Vasos biodegradáveis de bagaço de cana
Voltado para a jardinagem, os vasos elaborados a partir de bagaço de cana são uma alternativa para o plástico. A ideia dos alunos é que mudas sejam cultivadas nesses repositórios, que podem ser plantados junto da planta. O vaso leva cerca de seis meses para se decompor, sem causar danos ao solo. Valor da unidade: R$ 5.
— Usamos o bagaço gerado por tendas que fazem suco de cana e cachaçarias da região. É um trabalho manual, porque a gente faz a massa e molda ela no formato dos vasos. Seria muito bom se fosse mecanizado, até para ter outros formatos. Mas assim, não é um vaso que você vai ter em casa, como decorativo, ele precisa ser plantado — detalha a líder do grupo Jhenifer Finger.
Além do ambiente de pesquisa, é viável manter um negócio sustentável?
Há cerca de oito anos, o artesão e empreendedor de Flores da Cunha, Gilberto Rizzotto, decidiu reformular o negócio que mantinha com a família. Parou de fabricar calçados e acessórios em couro para reutilizar lonas de caminhões na confecção.

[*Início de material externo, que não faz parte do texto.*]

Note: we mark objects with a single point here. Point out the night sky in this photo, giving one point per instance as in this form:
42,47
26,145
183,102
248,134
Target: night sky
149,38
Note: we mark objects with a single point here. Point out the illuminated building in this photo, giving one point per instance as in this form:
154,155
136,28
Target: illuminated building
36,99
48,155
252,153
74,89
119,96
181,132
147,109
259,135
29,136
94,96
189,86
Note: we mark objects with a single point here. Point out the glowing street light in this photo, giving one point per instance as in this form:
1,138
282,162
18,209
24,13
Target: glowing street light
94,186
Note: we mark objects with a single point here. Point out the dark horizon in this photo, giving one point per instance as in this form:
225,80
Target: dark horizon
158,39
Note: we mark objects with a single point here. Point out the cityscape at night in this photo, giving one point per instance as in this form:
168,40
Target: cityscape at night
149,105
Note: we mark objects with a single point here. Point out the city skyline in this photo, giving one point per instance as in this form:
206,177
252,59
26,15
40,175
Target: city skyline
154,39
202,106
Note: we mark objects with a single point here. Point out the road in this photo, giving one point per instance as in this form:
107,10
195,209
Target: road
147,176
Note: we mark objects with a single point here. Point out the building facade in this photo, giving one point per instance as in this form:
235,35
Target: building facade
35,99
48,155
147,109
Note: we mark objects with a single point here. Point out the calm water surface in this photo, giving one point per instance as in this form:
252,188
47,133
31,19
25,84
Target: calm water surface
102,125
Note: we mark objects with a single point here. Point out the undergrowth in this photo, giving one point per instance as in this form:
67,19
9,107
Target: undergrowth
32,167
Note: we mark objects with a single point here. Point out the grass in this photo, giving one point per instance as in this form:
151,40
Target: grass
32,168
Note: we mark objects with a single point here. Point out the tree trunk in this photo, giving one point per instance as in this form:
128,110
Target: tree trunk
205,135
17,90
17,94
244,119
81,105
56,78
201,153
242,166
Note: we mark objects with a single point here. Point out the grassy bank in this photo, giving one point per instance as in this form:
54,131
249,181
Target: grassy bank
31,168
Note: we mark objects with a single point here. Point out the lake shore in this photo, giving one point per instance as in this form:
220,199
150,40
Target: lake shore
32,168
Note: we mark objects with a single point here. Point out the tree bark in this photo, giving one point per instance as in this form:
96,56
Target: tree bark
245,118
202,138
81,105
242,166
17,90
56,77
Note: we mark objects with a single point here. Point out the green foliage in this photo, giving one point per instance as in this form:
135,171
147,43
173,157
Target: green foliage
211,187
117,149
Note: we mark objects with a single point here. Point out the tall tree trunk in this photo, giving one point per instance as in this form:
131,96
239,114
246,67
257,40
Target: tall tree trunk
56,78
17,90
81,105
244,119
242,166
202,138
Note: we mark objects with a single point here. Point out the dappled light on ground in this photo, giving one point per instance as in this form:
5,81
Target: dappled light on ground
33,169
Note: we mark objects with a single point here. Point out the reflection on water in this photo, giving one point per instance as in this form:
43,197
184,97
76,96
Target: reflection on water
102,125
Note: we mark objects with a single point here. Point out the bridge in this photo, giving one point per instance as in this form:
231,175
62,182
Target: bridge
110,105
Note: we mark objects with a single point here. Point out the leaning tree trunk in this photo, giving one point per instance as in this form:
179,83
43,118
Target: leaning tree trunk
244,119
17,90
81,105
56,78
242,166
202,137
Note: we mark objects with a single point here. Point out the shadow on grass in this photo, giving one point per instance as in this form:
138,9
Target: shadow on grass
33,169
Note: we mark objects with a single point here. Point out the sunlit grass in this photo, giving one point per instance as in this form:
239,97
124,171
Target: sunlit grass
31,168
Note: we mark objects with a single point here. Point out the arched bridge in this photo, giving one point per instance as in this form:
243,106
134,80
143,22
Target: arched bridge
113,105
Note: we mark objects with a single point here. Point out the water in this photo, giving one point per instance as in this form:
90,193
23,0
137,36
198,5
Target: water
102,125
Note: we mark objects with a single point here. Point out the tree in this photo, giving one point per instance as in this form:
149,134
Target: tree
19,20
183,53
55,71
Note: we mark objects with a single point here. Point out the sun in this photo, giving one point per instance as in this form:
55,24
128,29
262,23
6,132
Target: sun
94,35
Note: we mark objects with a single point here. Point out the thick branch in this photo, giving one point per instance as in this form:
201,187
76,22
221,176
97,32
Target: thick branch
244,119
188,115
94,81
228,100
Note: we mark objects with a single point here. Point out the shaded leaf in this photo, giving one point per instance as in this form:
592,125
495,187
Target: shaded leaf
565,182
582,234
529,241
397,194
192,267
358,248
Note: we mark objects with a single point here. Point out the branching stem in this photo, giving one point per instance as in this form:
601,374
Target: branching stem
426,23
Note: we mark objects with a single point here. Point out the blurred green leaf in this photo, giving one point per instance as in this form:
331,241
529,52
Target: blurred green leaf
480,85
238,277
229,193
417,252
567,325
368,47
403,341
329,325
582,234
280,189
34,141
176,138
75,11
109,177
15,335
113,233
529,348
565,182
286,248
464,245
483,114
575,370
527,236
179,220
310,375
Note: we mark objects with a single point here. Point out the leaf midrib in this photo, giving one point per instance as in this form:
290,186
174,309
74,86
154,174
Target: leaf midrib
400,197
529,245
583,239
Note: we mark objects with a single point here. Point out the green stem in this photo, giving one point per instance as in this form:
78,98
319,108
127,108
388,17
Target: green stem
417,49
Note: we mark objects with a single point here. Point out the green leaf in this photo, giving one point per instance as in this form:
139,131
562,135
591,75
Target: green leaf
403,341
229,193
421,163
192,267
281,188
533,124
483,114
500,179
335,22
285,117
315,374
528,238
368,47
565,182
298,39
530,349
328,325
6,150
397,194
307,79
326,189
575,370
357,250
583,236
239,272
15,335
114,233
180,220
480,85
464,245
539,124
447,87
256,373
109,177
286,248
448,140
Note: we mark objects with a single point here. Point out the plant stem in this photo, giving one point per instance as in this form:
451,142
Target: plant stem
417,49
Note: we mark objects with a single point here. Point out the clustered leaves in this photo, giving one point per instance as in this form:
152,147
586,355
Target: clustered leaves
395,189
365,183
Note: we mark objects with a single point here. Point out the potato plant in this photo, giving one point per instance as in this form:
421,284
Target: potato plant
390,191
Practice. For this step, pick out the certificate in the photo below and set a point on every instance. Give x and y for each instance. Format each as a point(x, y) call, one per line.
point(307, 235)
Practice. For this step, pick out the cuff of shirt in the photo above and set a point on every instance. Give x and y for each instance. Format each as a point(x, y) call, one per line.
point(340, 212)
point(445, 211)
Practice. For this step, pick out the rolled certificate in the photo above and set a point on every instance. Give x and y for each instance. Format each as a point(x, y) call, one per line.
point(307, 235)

Entre botas, chapéus, coletes e até bolsas, a família conquistou um nicho de mercado que preza pela longa duração e impermeabilidade do tecido: os motoqueiros. Atualmente ele, a esposa e a filha se dedicam integralmente à produção artesanal dos calçados e peças, que são vendidos em encontros de moto em todo o país.
— Vivemos disso, indo de cidade em cidade, para fora do estado. Temos uma parceria com uma transportadora de Caxias do Sul, que nos destina as lonas. A cada dois ou três meses a gente recebe umas oito lonas de 80 metros quadrados. Desse material só sobram os retalhos, que a gente leva para destinação correta em Novo Hamburgo — conta.
Em Caxias do Sul, a artesã Melina Moreira assina uma linha de acessórios feitos com pastilhas de revestimentos. Há três anos ela dá nova vida a peças que sobram em obras ou acabaram não vendendo em lojas de materiais de construção. Os anéis, brincos e colares são vendidos em um ateliê no bairro Pio X, na feira da Maesa e nas redes sociais.
— Me inspirei no trabalho de uma marca de Curitiba. Hoje, cerca de 80% do material que uso é doação que sobram de obras e as pessoas não sabem o que fazer. Também reaproveito peças de mostruário. Nessa pequena produção, consigo a exclusividade, o que dá mais valor agregado ao produto — explica.
Outra proposta que a artesã está desenvolvendo é a confecção de acessórios com porcelana. A ideia é transformar um pedaço de louça antiga ou peça de família em um colar, mantendo a afetividade permanente.
Em mais de 30 anos de pesquisa voltada a degradação de plásticos, a professora da Universidade de Caxias do Sul (UCS), Rosmary Brandalise, concluiu que determinados materiais considerados “lixo” possuem qualidade equivalente à matéria-prima virgem.
— Em termos de material, temos sim, muitos resíduos com grande capacidade de retornar ao mercado. Essa economia circular que chamo “do berço ao berço” é uma necessidade, até porque o planeta está caminhando para um ponto em que a exploração dos recursos irá prejudicar as próximas gerações.